Studien- und Pilgerfahrt nach Rom: Begegnung mit der Weltkirche

petersplatz

(Foto: KAAD)

19 Teilnehmerinnen und Teilnehmer aus 16 Ländern waren vom 13. – 19.11.2016, in der letzten Woche des „Heiligen Jahres der Barmherzigkeit“ im Zentrum der Weltkirche unterwegs, fachlich-historisch geführt von Dr. Hermann Weber, geistlich begleitet von P. Prof. Dr. Ulrich Engel OP. Die Motivationsbriefe für die Teilnahme an dieser Pilgerfahrt hoben besonders den Wunsch hervor, vor dem Hintergrund der eigenen Glaubensbiographien die universale Mission der Kirche in ihrer diakonischen, bildungsbezogenen, aber auch politischen Komponente besser zu verstehen.
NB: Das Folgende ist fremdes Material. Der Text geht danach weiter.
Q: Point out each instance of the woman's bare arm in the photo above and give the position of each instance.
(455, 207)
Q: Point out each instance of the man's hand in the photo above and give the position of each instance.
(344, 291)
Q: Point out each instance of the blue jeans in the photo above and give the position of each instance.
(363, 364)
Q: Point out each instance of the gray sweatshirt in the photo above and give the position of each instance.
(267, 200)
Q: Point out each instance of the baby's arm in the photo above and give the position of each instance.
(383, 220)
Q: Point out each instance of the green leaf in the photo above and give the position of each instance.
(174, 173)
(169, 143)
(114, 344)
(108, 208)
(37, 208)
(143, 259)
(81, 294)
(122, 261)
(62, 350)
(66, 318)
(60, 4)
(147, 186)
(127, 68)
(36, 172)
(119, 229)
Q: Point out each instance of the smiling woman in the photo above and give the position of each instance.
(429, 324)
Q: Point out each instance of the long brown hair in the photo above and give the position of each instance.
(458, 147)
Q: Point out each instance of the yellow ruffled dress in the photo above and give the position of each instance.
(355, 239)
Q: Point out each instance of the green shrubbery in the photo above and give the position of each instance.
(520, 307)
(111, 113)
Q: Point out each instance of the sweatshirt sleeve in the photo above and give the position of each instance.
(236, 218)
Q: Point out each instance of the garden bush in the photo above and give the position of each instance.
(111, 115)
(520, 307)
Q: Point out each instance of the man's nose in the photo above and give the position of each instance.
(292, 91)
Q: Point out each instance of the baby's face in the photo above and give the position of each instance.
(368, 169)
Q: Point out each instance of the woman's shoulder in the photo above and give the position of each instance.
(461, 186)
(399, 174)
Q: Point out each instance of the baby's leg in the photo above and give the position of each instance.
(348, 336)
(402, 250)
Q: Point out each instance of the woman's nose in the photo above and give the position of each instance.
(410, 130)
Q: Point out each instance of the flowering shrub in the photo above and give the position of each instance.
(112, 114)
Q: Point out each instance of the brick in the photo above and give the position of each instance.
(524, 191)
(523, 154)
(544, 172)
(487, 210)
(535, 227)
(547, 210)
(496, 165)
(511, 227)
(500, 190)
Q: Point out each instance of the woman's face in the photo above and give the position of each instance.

Die unmittelbare spirituelle Erfahrung an einem Quellort des eigenen Glaubens, die Suche nach „Bewahrheitung“ des in den Heimatländern Gelernten und Erträumten waren außerdem leitende Motivationen. Die Fahrt bot erneut die einmalige Chance, in einer so internationalen Gruppe gemeinsam den „fremden Blick“ auf die europäische Geschichte an einem ihrer Ursprungsorte zu werfen. Die Gruppe war in einem Gästehaus eines italienischen Säkularinstituts in Trastevere untergebracht, von wo aus in meist langen Fußmärschen die Stadt und ihre Geschichte erschlossen wurden. Gleichzeitig musste sich die Gruppe in einer touristisch überlaufenen Metropole ihren eigenen geistlichen Ort gewissermaßen erst erarbeiten.

papstaudienz

(Foto: KAAD)

Für die Stipendiatinnen und Stipendiaten wurde so die Begegnung mit Rom als Brennpunkt der Weltgeschichte, vor allem aber Gebet und Eucharistie an den Stätten der frühen Christenheit und der großen römischen Heiligen ein prägendes Erlebnis. Das gilt insbesondere für diejenigen, die aus Ortskirchen kommen, wo die Christen in einer Situation der Diskriminierung oder gar Verfolgung leben; sie empfinden die Fahrt meist als eine stellvertretende Pilgerreise für ihre Gemeinschaft. Die Gruppe nahm auch an der Mittwochsaudienz von Papst Franziskus teil, wo er über die geistlichen Werke der Barmherzigkeit predigte.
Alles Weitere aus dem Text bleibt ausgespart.